= Freehand Books =

Literary imprint of Broadview Press

Freehand Books is a Canadian literary imprint started in 2007 by Broadview Press, a Canadian academic publisher. Freehand publishes literary fiction, literary non-fiction, memoir and poetry.

In its first season in 2008, Freehand published Good To A Fault, by Marina Endicott.
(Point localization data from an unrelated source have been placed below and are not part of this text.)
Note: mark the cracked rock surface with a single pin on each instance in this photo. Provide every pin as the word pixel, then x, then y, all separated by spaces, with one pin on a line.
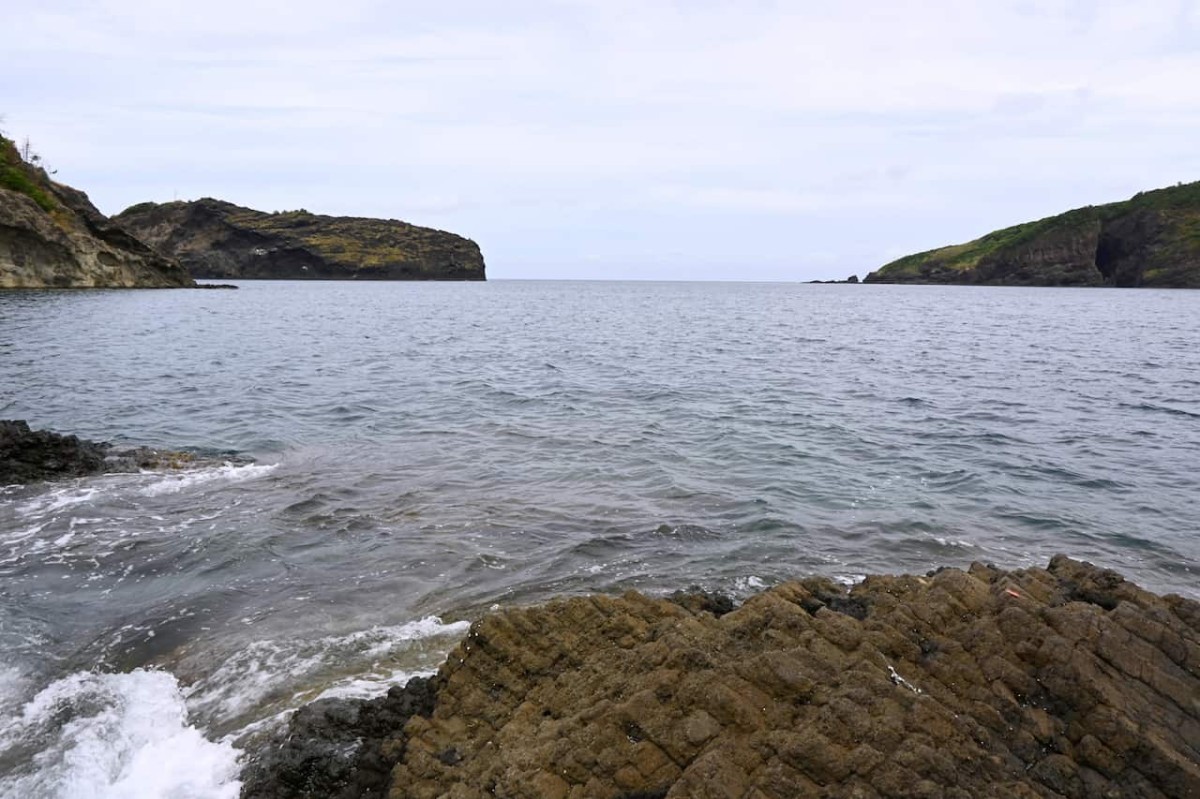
pixel 1059 682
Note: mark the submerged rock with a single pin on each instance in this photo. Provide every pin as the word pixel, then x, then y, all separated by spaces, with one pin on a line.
pixel 30 456
pixel 1060 682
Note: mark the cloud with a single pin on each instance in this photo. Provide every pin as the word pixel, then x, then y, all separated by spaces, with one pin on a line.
pixel 857 127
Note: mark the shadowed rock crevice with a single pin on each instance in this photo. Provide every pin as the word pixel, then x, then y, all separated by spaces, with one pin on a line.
pixel 1059 682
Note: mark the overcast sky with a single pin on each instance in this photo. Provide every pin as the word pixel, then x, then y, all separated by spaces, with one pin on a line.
pixel 613 138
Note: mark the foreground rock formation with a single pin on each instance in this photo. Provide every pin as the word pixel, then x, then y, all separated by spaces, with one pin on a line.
pixel 52 236
pixel 1060 682
pixel 222 240
pixel 1152 240
pixel 35 455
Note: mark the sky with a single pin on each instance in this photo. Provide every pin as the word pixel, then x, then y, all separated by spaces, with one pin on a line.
pixel 599 139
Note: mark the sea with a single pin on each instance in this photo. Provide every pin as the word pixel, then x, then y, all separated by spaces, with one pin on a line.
pixel 385 462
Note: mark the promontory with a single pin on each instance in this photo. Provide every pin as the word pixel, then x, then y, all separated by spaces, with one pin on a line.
pixel 1151 240
pixel 215 239
pixel 53 236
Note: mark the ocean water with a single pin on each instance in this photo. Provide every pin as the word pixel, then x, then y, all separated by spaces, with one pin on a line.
pixel 425 452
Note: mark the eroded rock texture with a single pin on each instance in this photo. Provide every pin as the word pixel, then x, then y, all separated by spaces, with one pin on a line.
pixel 53 236
pixel 1066 682
pixel 1150 240
pixel 222 240
pixel 35 455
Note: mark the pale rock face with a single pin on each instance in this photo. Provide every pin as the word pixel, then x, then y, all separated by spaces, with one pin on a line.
pixel 75 246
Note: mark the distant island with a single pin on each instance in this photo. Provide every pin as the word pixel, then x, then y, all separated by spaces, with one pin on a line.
pixel 215 239
pixel 53 236
pixel 1151 240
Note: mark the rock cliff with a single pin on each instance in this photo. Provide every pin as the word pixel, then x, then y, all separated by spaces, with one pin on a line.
pixel 52 236
pixel 1151 240
pixel 221 240
pixel 1059 682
The novel won the 2009 Commonwealth Writers Prize for Canada and the Caribbean and was shortlisted for the 2008 Giller Prize.

Tangles, a graphic memoir by Sarah Leavitt, published in 2010, was the first graphic book shortlisted for the Writers' Trust of Canada non-fiction prize.
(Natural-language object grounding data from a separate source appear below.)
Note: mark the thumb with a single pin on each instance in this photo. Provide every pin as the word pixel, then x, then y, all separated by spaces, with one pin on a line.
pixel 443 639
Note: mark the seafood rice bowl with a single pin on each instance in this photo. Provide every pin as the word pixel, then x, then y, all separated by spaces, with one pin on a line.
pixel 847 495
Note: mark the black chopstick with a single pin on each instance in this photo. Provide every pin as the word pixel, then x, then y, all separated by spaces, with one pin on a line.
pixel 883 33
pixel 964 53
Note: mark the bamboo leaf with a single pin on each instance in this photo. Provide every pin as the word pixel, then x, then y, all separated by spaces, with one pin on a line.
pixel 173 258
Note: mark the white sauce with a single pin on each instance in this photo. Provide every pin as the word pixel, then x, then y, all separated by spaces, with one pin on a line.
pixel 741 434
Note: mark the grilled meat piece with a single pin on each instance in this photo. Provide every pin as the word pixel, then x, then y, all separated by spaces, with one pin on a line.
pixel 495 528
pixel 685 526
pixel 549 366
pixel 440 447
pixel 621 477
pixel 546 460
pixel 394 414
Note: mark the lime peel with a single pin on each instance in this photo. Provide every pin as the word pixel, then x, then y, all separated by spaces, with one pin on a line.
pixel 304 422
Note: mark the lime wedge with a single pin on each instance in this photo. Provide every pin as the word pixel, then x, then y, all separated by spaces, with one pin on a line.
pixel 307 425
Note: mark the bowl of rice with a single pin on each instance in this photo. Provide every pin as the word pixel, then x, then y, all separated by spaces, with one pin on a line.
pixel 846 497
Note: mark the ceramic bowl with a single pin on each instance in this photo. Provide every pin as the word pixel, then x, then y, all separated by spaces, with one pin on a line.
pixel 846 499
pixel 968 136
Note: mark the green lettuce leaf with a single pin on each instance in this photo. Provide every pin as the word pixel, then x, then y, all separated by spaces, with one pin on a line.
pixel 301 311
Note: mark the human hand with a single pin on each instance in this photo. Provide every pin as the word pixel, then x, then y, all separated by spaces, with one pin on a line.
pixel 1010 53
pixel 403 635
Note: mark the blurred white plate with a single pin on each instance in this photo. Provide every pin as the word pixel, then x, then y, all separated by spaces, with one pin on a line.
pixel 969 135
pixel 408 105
A 2014 Freehand book, Karyn L. Freedman's One Hour in Paris: A True Story of Rape and Recovery, was the winner of the $40,0000 British Columbia National Award for Canadian Non-Fiction in 2015. It was also longlisted for Canada Reads in 2017.

In 2018, Freehand published Homes: A Refugee Story, by Abu Bakr Al-Rabeeah and Winnie Yeung. It went on to become a finalist for the Governor General's Literary Award for Non-fiction and is a 2019 Canada Reads contender, championed by Chuck Comeau.
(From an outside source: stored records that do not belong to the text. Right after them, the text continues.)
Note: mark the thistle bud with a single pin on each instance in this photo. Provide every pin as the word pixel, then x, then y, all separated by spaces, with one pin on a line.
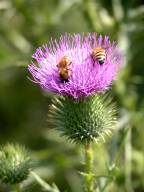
pixel 15 164
pixel 85 120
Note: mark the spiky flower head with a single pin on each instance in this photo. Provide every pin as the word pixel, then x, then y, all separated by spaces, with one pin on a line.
pixel 82 73
pixel 15 163
pixel 83 121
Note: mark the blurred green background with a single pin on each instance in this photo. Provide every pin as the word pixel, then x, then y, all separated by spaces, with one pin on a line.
pixel 27 24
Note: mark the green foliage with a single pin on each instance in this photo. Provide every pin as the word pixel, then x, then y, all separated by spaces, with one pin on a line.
pixel 25 25
pixel 84 120
pixel 15 164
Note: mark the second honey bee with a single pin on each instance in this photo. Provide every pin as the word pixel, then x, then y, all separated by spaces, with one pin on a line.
pixel 63 69
pixel 99 54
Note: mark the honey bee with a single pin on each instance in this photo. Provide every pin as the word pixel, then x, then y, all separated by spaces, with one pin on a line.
pixel 99 54
pixel 63 69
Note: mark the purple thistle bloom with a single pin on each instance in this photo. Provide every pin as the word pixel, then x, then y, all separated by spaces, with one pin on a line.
pixel 87 75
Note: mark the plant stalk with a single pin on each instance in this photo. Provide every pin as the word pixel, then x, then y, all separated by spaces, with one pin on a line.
pixel 89 175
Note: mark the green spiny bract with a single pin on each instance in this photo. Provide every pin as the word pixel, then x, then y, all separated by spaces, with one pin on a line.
pixel 15 164
pixel 85 120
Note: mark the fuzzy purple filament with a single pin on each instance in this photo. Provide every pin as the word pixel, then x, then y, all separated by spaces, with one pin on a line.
pixel 87 75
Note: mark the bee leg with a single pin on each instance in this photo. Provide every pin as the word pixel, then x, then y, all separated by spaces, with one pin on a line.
pixel 64 80
pixel 101 62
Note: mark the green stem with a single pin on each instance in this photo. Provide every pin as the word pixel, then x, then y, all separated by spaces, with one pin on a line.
pixel 17 188
pixel 89 175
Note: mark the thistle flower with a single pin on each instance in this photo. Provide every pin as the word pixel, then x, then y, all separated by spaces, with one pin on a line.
pixel 85 75
pixel 15 164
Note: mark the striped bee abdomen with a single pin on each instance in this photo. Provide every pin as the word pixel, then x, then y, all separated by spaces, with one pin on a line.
pixel 99 54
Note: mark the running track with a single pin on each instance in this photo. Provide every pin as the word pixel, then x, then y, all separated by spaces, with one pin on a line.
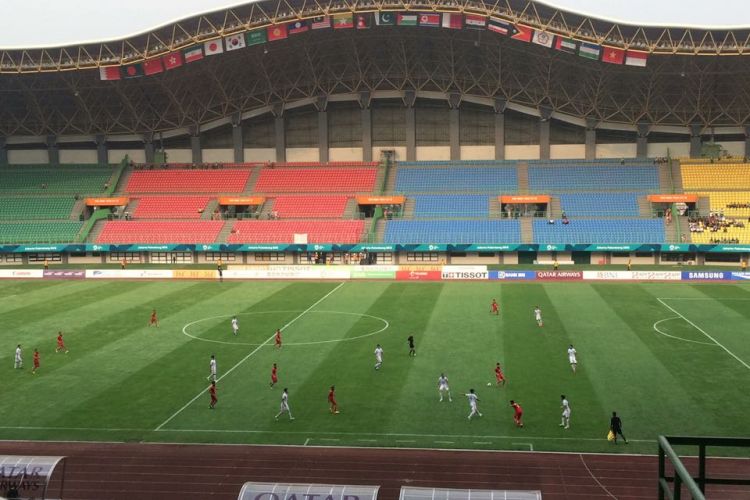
pixel 119 471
Writers published by Freehand include Marina Endicott, Susan Olding, Stuart Ross, Clea Roberts, Saleema Nawaz, Clem and Olivier Martini, Jeanette Lynes, Sarah Leavitt, Yasmin Ladha, Paul Hendrick, Joan Crate, Jesse Patrick Ferguson, Ian Williams, Elizabeth Philips, Lorna Crozier, Keith Maillard and Cary Fagan.

In 2016 Freehand (under the leadership of JoAnn McCaig) became independent of Broadview, though the two organizations continued for some years to work together in certain areas following the change in ownership structure. A further change occurred in 2021, when veteran Canadian publisher Glenn Rollans purchased the company. The editorial direction of the company has been unaffected by these ownership changes.

Melanie Little was Freehand's first managing editor; she was succeeded in that role first by Sarah Ivany and then by Kelsey Attard. Anna Boyar is currently acting as Managing Editor while Attard is on leave.

Freehand Books is based in Calgary, Alberta.